For some reason, the right wing prop-pundits (CEI and gang) are running scared from Al Gore's Inconvenient Truth. They are more scared than they were of Michael Moore's Farenheit 911. You gotta ask yourself why.

In the upcoming movie about the making of Inconvenient Truth, I see Clint Eastwood playing the part of Al Dirty Gore, holding a blow torch to the rear end of a Global Warming detractor and asking: "Are you feeling the warmth yet punk, huh are you?"

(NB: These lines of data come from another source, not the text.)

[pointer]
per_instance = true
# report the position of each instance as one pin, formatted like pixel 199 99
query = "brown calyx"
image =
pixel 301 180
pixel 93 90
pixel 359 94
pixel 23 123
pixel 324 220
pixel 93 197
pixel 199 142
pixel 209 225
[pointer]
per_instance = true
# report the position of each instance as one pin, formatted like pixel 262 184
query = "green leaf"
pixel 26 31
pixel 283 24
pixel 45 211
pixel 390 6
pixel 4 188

ha! When PR folks proceed directly to nazi analogies you know they are running scared.
Who knows about Matt Badiali on the OIL REPORT on the oil shale drilling in Wyoming, Utah, Colorado and Canada?  Is this new drilling going to save us for the time being?  2 TRILLION barrels are supposed to be in the ground there.  And how great is this new technology extracting the resources there?
The oil-shale extraction/break-even point is currently around $33/barrel. Reports suggest that the waste generated by the process would not fit back in the hole you created to get the stuff in the first place. We don't need saving for the time being. The technology is still being "developed." If end up needing to be "saved" the long run, it is hard to see, given the example of the tar sands in Albert, how production can be ramped up quickly enough to save us. Not to mention the fact that the process itself is incredibly energy-intensive.